Yesterday was budget day in Germany. Sort of. What happened was that Finance Minister Wolfgang “Bilbo Baggins” Schäuble presented the country, or at least a handful of assorted hacks, with this fetching brochure.
I studied it carefully, and came to the conclusion that all the numbers were smaller on the right than they were on the left, while all the bar-chart bars were also getting shorter, especially the yellow ones. This was definitely really good. The German cabinet also gave their approval, which was reassuring.
I then watched Schäuble’s press conference, and the wily old ruffian put on his most comforting manner, to which he has easy access, as any hobbit-like man should. “But,” he muttered all honey-throated, putting hot-buttered crumpets and tea on the table, “there will have to be cuts of course.”
“Oh,” we said, our eyes glazing over like Mowgli getting hypnotised by that snake, “Where will the money come from?” “Oh, you know, we’ll get some money back anyway, because of the Konjunktur.”
“What’s the Konjunktur?”
“Fucked if I know,” says Schäuble, “They keep going on about it in the office.
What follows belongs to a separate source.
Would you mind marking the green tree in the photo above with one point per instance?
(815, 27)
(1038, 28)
I just nod whenever anyone says it. It was much better being interior minister. Another muffin? And we’ll have to do something about all those scroungey poor people, obviously.”
“Oh right,” I said, and I got distracted because some melted butter dribbled down my chin. Anyway, it turns out that the 3.8 percent cut in the federal budget will mainly come out of unemployment benefit and parental allowance, in case you wanted to know. The Labour Ministry – which deals with unemployment – is taking an 8 percent budget cut.
Still, at least we don’t live in England, where the Conservative government has decided that teachers, nurses and social workers were mainly responsible for the financial crisis, and has sacked them all. The 20 billion pounds that the UK is cutting in the National Health Service alone is twice what Germany is cutting from its federal budget altogether. That’ll teach those pesky nurses to cause a recession.